The Republican leadership and its candidates don’t want us out of Iraq. 

They can’t stand the thought of us reducing troops in Afghanistan.  They insist we are going to “win” that war in Afghanistan - when someone defines what “win” means.

The Republican’s beef about Libya - is that we don’t have “boots on the ground,” meaning putting more American service men and women at risk of life and limb in another war theater for an uncertain military objective when we have hardly the resources or treasure to continue the wars that we have elsewhere.

When we had imperial adventures in the recent past, the barely concealed message was that, we did so because we could - and no one had the chutzpah or resources to stop us.

By contrast, the Congressional Budget Office tells us that the wars in Iraq and Afghanistan could cost $2.4 Trillion and it’s costing us more because we are fighting these wars on the American family credit card.  

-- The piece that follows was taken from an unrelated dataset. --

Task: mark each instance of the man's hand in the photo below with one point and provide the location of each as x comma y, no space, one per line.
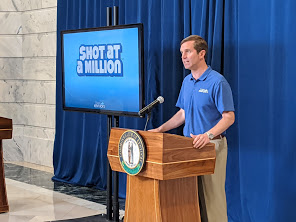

Think of that the next time you buy that product from China in its toxic card board wrapping; appreciate that you are funding our nation’s major creditor. 

The former chief economist of the World Bank and the winner of the Nobel Prize in Economics said more recently that it could cost us $3 Trillion.

Wow!

Our elected “leaders” are debating how to cut $3 Trillion dollars from the budget over the next decade. 

If it’s not from war spending, it will be from your Social Security, Medicare, Education, Infrastructure and other services now taken for granted.

We need a peace dividend to avoid a surplus of despair. 

Speak up now or regret at your leisure.